The evolutionary history was inferred by using the Maximum Likelihood method based on the Tamura-Nei model [22]. The bootstrap consensus tree inferred from 500 replicates [45] is taken to represent the evolutionary history of the taxa analyzed [45]. Branches corresponding to partitions reproduced in less than 50 % bootstrap replicates are collapsed. The percentage of replicate trees in which the associated taxa clustered together in the bootstrap test (500 replicates) are shown next to the branches [45]. Initial tree(s) for the heuristic search were obtained automatically by applying Neighbor-Join and BioNJ algorithms to a matrix of pairwise distances estimated using the Maximum Composite Likelihood (MCL) approach, and then selecting the topology with superior log likelihood value. The analysis involved 26 nucleotide sequences. All positions containing gaps and missing data were eliminated. There were a total of 1271 positions in the final dataset. Evolutionary analyses were conducted in MEGA5 [21]. The type strains of all validly described species are included (NCBI accession numbers): G. caldoxylosilyticus ATCC700356T (AF067651), G. galactosidasius CF1BT (AM408559), G. jurassicus DS1T (FN428697), G. kaustophilus NCIMB8547T (X60618), G. lituanicus N-3T (AY044055), G. stearothermophilus R-35646T (FN428694), G. subterraneus 34T (AF276306), G. thermantarcticus DSM9572T (FR749957), G. thermocatenulatus BGSC93A1T (AY608935), G. thermodenitrificans R-35647T (FN538993), G. thermoglucosidasius BGSC95A1T (FN428685), G. thermoleovorans DSM5366T (Z26923), G. toebii BK-1T (FN428690), G. uzenensis UT (AF276304) and G. vulcani 3S-1T (AJ293805). Additional16S rRNA sequences of G. thermoleovorans strain NP54 (JN871595G. thermoleovorans strain NP33 (JQ343209), G. thermoleovorans strain LEH-1 (NR_036985), G. thermocatenulatus strain DSM 730 (NR_119305), G. vulcani 3S-1 (NR_025426), G. strain C56-T3 (NC_014206), G. strain GHH01 (NC_020210), G. strain C56-YS93 (CP002835), and G. strain G11MC16 (CP002835)

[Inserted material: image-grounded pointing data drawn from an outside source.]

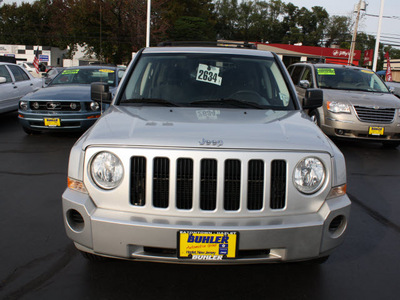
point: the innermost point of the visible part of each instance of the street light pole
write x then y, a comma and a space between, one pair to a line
148, 23
353, 40
378, 36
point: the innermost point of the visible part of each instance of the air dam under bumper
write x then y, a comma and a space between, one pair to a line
140, 236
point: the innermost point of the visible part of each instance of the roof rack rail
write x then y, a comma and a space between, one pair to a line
207, 44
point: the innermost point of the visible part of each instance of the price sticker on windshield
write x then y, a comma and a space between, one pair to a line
325, 71
209, 74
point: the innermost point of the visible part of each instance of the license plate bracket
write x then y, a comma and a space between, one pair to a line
376, 130
52, 122
207, 245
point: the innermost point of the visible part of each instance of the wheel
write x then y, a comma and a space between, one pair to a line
390, 144
30, 131
93, 257
314, 115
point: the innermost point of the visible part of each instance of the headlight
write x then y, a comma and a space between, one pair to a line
94, 106
23, 105
107, 170
338, 107
309, 175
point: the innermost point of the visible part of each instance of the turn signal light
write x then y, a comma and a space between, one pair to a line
337, 191
76, 185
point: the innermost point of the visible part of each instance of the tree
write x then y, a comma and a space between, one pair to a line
338, 32
190, 20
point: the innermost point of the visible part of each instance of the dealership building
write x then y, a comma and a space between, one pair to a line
294, 53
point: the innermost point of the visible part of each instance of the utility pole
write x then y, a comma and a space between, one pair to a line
360, 6
148, 23
378, 37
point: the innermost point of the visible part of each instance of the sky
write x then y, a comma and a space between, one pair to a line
368, 24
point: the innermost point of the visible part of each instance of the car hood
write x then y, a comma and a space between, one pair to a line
206, 128
383, 100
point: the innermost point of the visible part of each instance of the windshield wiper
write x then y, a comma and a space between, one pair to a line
149, 101
227, 101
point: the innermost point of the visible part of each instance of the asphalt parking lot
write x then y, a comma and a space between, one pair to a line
38, 261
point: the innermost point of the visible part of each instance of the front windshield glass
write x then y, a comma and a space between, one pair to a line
201, 79
343, 78
85, 76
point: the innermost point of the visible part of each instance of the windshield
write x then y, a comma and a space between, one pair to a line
210, 80
85, 76
342, 78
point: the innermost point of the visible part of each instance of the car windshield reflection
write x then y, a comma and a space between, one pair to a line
340, 78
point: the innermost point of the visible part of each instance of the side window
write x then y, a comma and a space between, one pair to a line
307, 75
18, 73
4, 73
296, 74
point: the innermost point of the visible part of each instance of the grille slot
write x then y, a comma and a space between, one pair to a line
380, 115
232, 185
278, 184
255, 185
138, 181
208, 184
161, 182
184, 183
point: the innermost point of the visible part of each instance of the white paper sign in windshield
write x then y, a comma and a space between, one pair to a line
209, 74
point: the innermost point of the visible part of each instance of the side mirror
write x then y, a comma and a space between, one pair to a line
100, 92
305, 84
313, 99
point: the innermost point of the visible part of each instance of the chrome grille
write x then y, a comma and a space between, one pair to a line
370, 114
181, 175
55, 105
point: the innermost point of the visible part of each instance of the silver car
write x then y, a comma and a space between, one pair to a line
357, 103
15, 82
206, 156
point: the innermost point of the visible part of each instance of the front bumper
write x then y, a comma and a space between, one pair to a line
68, 122
348, 126
129, 235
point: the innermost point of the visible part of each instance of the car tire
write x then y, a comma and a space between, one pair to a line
93, 257
391, 145
314, 115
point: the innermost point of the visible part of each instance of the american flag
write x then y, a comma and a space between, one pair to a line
36, 60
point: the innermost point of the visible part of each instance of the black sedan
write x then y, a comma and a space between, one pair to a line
65, 104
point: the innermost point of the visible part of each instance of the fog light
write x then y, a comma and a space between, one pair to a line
337, 226
23, 105
75, 220
94, 106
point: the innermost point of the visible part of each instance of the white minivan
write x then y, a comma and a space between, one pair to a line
15, 83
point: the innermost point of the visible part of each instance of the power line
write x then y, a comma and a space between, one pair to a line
387, 17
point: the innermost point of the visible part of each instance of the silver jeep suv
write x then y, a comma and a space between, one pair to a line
206, 156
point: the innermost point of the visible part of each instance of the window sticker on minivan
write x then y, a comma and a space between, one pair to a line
209, 74
325, 71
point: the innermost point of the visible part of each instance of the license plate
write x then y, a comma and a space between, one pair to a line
373, 130
52, 122
208, 246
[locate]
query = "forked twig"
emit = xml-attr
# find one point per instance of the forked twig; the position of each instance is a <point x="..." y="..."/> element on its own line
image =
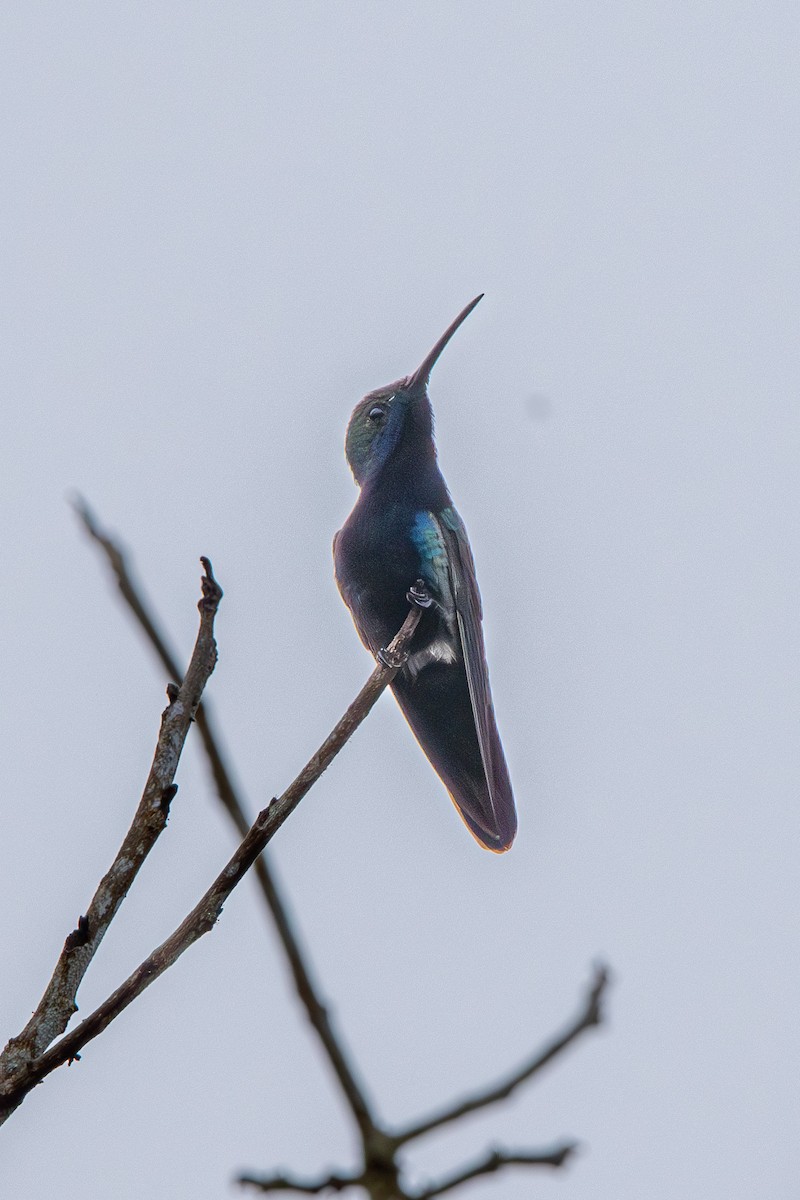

Genome sequencing and annotation

Genome project history

Y412MC52 was selected for sequencing on the basis of its biotechnological potential as part of the U.S. Department of Energy Genomic Science program (formerly Genomics:GTL). The genome sequence is deposited in the Genomes On Line Database [23, 24] (GOLD ID = Gc01757), and in GenBank (NCBI Reference Sequence = CP002442.1). Sequencing, finishing and annotation were performed by the DOE Joint Genome Institute. A summary of the project information and its association with MIGS identifiers is shown in Table 2.

Table 2 Project information

Growth conditions and genomic DNA preparation

For preparation of genomic DNA, cultures of Y51MC23 were grown from a single colony in YTP-2 in 1000 ml medium in a 2000 ml Erlenmeyer flask at 70 °C, 200 rpm for 18 h. Cells were collected by centrifugation at 4 °C and stored frozen until used for DNA preparation. The cell concentrate was lysed using a combination of SDS and proteinase K, and genomic DNA was isolated using a phenol/chloroform extraction method [25]. The genomic DNA was precipitated, and treated with RNase to remove residual contaminating RNA.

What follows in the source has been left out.